一方で、Grabの急成長により、ドライバー間の競争が激化し、収入の不安定化や過当競争が問題となっています。2024年8月には、ドライバーが低賃金や不公平な慣行に抗議してストライキを行うなど、労働環境に関する課題も浮き彫りとなっています。

 

 

まとめ

Grab(グラブ)は、東南アジアを中心に展開する多機能型の「スーパーアプリ」で、配車サービス、フードデリバリー、デジタル決済など、さまざまなサービスを提供しています。2012年にマレーシアで「MyTeksi」として設立され、その後「GrabTaxi」と改名し、シンガポールやタイなどへ進出しました。2018年にはUberの東南アジア事業を買収し、「GrabFood」や「GrabExpress」を統合し、サービスを多様化しました。また、ソフトバンクグループからの出資を受け、インドネシア市場への投資を強化しています。現在では、配車サービス、フードデリバリー、デジタル決済、金融サービスなど、多岐にわたるサービスを提供し、東南アジア地域での強固な地位を築いています。

 

 

本記事で使用した単語の解説

  • スーパーアプリ:複数のサービスを一つのアプリで提供するプラットフォーム。

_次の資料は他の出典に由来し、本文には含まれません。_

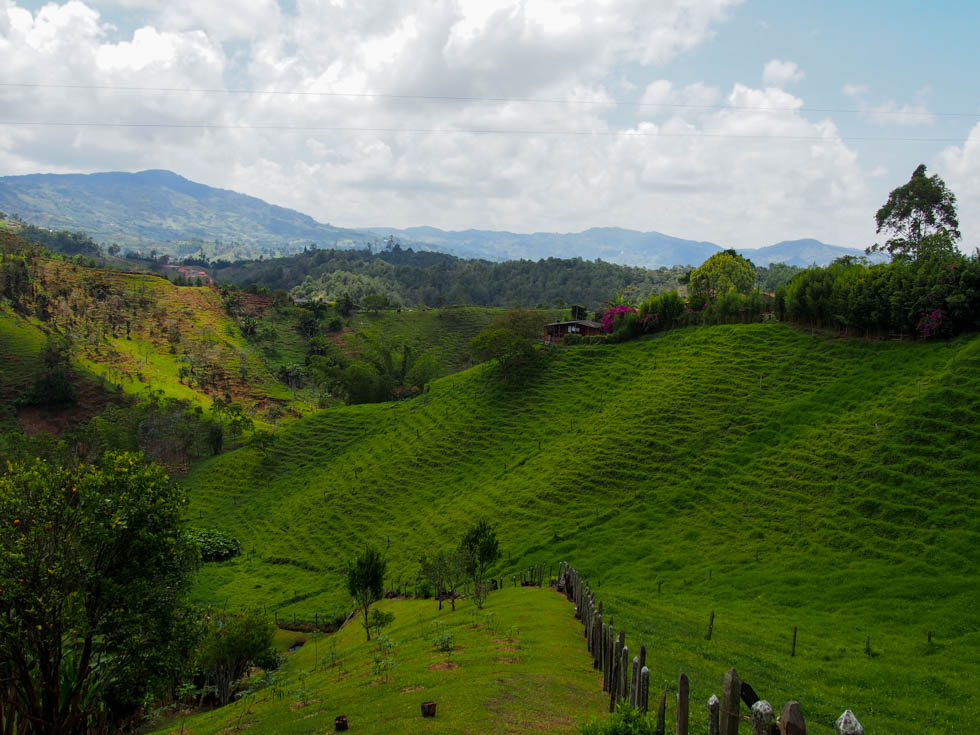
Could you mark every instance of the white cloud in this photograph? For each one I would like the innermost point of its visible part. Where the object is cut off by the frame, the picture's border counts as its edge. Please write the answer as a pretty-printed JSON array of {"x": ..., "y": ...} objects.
[
  {"x": 663, "y": 94},
  {"x": 959, "y": 166},
  {"x": 779, "y": 73},
  {"x": 699, "y": 171}
]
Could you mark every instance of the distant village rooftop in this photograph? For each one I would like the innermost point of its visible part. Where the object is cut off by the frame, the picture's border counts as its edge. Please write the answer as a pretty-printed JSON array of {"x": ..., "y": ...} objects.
[{"x": 557, "y": 331}]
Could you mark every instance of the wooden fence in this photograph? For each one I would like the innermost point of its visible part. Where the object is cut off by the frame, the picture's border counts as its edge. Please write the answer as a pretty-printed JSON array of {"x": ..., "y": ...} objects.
[{"x": 628, "y": 680}]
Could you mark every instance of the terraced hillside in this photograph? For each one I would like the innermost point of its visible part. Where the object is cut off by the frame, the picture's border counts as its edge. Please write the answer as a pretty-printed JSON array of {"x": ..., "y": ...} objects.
[
  {"x": 442, "y": 334},
  {"x": 776, "y": 478},
  {"x": 20, "y": 346}
]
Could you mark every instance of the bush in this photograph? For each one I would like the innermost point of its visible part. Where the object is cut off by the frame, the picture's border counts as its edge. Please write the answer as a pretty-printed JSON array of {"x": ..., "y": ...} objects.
[
  {"x": 230, "y": 646},
  {"x": 214, "y": 545}
]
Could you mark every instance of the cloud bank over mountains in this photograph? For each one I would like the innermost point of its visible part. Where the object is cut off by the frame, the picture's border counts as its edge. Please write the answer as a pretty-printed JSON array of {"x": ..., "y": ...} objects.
[{"x": 375, "y": 113}]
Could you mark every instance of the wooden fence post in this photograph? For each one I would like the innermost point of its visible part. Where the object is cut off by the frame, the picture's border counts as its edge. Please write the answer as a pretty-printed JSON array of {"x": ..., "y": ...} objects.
[
  {"x": 791, "y": 719},
  {"x": 763, "y": 718},
  {"x": 847, "y": 724},
  {"x": 635, "y": 682},
  {"x": 615, "y": 673},
  {"x": 607, "y": 655},
  {"x": 713, "y": 706},
  {"x": 731, "y": 695},
  {"x": 683, "y": 704},
  {"x": 662, "y": 714},
  {"x": 624, "y": 675}
]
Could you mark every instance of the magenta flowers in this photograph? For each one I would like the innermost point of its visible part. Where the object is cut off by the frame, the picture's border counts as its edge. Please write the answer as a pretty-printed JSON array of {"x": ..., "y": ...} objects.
[{"x": 610, "y": 316}]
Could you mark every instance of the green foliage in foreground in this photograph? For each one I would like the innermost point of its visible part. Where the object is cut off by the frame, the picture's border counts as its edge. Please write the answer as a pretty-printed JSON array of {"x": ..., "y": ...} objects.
[
  {"x": 777, "y": 478},
  {"x": 93, "y": 567}
]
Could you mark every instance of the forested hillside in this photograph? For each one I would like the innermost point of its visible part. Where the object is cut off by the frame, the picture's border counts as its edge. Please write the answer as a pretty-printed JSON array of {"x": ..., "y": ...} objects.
[{"x": 406, "y": 278}]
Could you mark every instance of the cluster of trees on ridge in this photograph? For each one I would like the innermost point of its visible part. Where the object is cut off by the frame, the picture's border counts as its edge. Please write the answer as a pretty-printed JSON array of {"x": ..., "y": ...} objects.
[{"x": 928, "y": 289}]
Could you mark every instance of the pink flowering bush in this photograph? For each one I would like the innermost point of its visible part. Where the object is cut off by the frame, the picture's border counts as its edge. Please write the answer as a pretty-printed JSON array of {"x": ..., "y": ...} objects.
[{"x": 609, "y": 317}]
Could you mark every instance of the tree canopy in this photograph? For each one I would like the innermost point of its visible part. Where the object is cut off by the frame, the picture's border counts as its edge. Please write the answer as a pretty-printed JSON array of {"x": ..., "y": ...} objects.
[
  {"x": 722, "y": 272},
  {"x": 921, "y": 217}
]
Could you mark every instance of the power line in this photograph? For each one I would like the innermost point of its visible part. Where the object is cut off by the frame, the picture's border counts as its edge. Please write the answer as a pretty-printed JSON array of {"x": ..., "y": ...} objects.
[
  {"x": 471, "y": 131},
  {"x": 458, "y": 98}
]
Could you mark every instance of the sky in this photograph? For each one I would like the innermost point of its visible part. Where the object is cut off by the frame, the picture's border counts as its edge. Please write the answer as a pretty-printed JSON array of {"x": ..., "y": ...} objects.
[{"x": 742, "y": 122}]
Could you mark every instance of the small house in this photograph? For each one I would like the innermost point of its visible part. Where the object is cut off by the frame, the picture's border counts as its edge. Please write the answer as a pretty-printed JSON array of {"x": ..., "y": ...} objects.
[{"x": 556, "y": 331}]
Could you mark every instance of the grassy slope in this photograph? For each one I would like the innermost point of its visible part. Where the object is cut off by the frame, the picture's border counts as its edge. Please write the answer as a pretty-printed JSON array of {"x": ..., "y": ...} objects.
[
  {"x": 857, "y": 493},
  {"x": 20, "y": 348},
  {"x": 151, "y": 305},
  {"x": 521, "y": 668}
]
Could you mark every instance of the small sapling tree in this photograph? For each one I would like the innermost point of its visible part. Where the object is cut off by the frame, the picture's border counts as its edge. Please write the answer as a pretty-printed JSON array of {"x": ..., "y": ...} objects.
[
  {"x": 365, "y": 582},
  {"x": 481, "y": 550}
]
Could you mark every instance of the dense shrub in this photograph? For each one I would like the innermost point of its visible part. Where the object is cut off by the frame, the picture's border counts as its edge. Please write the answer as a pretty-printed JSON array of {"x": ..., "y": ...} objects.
[
  {"x": 214, "y": 545},
  {"x": 927, "y": 297},
  {"x": 230, "y": 645}
]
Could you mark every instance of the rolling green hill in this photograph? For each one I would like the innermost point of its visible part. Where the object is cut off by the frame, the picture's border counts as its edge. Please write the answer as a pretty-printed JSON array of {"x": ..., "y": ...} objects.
[
  {"x": 776, "y": 478},
  {"x": 516, "y": 666}
]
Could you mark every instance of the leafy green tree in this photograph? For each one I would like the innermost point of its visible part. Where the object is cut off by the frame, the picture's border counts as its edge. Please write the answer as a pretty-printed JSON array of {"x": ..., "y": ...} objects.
[
  {"x": 921, "y": 217},
  {"x": 52, "y": 383},
  {"x": 722, "y": 272},
  {"x": 365, "y": 582},
  {"x": 375, "y": 301},
  {"x": 230, "y": 646},
  {"x": 503, "y": 345},
  {"x": 380, "y": 620},
  {"x": 480, "y": 549},
  {"x": 94, "y": 564},
  {"x": 362, "y": 384}
]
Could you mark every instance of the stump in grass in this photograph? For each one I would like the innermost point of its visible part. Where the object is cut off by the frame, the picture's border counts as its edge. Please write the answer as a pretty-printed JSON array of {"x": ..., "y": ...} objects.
[{"x": 847, "y": 724}]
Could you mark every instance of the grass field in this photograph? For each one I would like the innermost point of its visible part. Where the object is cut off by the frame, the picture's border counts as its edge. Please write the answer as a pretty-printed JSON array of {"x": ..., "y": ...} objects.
[
  {"x": 516, "y": 666},
  {"x": 777, "y": 478}
]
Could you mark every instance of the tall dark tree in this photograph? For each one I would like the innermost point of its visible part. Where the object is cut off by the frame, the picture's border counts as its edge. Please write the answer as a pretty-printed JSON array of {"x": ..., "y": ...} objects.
[
  {"x": 365, "y": 581},
  {"x": 93, "y": 567},
  {"x": 920, "y": 216}
]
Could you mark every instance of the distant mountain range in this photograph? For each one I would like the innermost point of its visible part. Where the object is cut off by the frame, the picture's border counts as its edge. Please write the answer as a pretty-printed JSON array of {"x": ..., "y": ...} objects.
[
  {"x": 164, "y": 211},
  {"x": 161, "y": 210},
  {"x": 613, "y": 244}
]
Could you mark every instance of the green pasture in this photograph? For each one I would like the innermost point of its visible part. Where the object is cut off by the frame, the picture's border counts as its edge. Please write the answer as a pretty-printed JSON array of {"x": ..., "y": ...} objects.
[
  {"x": 776, "y": 478},
  {"x": 517, "y": 665},
  {"x": 20, "y": 353}
]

Grabは、配車サービス、フードデリバリー、デジタル決済などを統合したスーパーアプリです。
  • 配車サービス:スマートフォンアプリを通じて、タクシーや自家用車、バイクなどの移動手段を手配するサービス。Grabの「GrabCar」や「GrabBike」が該当します。
  • フードデリバリー:レストランや店舗から食事を注文し、指定の場所に届けてもらうサービス。Grabの「GrabFood」がこのサービスを提供しています。
  • デジタル決済:現金を使わず、スマートフォンやカードを通じて支払いを行う電子的な決済手段。Grabの「GrabPay」がこの機能を担っています。
  • 金融サービス:融資、保険、投資など、金融関連のサービス。Grabは「GrabFinance」を通じて中小企業向けの融資サービスや保険商品を提供しています。

 

 

FAQ(よくある質問)

  1. Grabのサービスはどの国で利用できますか?
    Grabは、シンガポール、マレーシア、インドネシア、タイ、フィリピン、ベトナム、カンボジア、ミャンマーなど、東南アジアの主要8か国でサービスを提供しています。
  2. Grabの支払い方法は何ですか?
    Grabでは、現金、クレジットカード、デビットカード、GrabPayのいずれかの方法で支払いが可能です。
  3. Grabのアプリはどのようにダウンロードできますか?
    Grabのアプリは、iOSおよびAndroidの各アプリストアから無料でダウンロードできます。インストール後、アカウントを作成し、サービスを利用開始できます。
  4. Grabの配車サービスはどのように利用できますか?
    アプリを開き、目的地を入力して配車をリクエストします。近くのドライバーがマッチングされ、車両情報や到着時間が表示されます。乗車後、目的地に到着したら、選択した支払い方法で料金を支払います。
  5. GrabFoodの注文方法は?
    アプリ内の「GrabFood」セクションから、近隣のレストランや店舗を検索し、メニューから食事を選択します。注文確定後、配達パートナーが指定の場所に届けてくれます。
  6. GrabPayの利用方法は?
    GrabPayは、アプリ内でデジタルウォレットとして機能し、Grabの各種サービスの支払いに使用できます。また、加盟店での支払いにも利用可能です。
  7. Grabのカスタマーサポートへの連絡方法は?
    アプリ内の「ヘルプセンター」から、問題や質問を報告できます。また、公式ウェブサイトのFAQセクションでもよくある質問への回答が掲載されています。